= Alan Newton (surgeon) =

Australian surgeon

Sir Hibbert Alan Stephen Newton MB MS FRCS (30 April 1887 – 4 August 1949), generally known as (Sir) Alan Newton was a noted Australian surgeon.

==History==
Newton was born in Malvern, Victoria, a son of Hibbert Henry Newton (1861–1927) and Clara Violet Newton, née Stephen (1863–1935), and grandson of Hibbert Newton, MP.

He was educated at Haileybury College in Brighton, Victoria, and studied medicine at the University of Melbourne, qualifying in 1909, taking first class honors throughout his course and taking top honours in his final year.
He was resident medical officer at the Melbourne Hospital in 1910 and honorary surgeon to the outpatients department from 1913 to 1917.
He served in the RAAMC with the First AIF during the Great War, then continued his studies in London, and was admitted as a Master of Surgery and a Fellow of the Royal College of Surgeons.
He was a clinical lecturer in surgery from 1927 and honorary consulting surgeon at the Victorian Eye and Ear Hospital.

During the Second World War he served as chairman of the Medical Equipment Control Committee, in charge of allocating medical equipment and material for both military and civilian use.

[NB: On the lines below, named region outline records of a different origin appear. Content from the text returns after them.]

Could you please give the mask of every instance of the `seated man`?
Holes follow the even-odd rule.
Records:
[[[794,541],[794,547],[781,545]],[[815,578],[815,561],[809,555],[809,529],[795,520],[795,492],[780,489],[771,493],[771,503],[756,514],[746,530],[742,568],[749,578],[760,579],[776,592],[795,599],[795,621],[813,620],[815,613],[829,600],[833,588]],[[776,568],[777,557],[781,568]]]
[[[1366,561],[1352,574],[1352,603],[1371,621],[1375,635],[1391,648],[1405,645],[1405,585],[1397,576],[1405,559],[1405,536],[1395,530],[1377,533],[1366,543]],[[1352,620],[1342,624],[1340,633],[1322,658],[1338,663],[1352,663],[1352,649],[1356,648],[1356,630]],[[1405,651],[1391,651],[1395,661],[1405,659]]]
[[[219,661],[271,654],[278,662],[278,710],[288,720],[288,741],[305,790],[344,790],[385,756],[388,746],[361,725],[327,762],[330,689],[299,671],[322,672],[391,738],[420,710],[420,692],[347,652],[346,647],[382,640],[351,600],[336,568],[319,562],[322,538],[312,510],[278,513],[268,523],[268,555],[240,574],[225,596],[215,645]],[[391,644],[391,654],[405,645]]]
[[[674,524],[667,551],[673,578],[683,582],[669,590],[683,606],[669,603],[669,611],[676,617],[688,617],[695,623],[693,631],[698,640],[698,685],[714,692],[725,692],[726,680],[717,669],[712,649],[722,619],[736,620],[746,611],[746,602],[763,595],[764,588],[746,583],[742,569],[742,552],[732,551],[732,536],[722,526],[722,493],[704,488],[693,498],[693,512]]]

He was instrumental in the first importation of penicillin by air and the development of its manufacture in Victoria.

He was a noted teacher of surgery and largely responsible for the formation of the Royal Australasian College of Surgeons and served as its president. He has been credited with raising the standard of medical teaching in Melbourne.

==Recognition==
Newton was invested as Knight Bachelor by Edward VIII in November 1936.

A portrait by W. B. McInnes (an Archibald Prize entry in 1936) hangs in the Royal Australian College of Surgeons.

==Family==
Newton married Mary Cicely Wicksteed, a niece of Philip Wicksteed in England on 5 June 1919. They had a son and a daughter.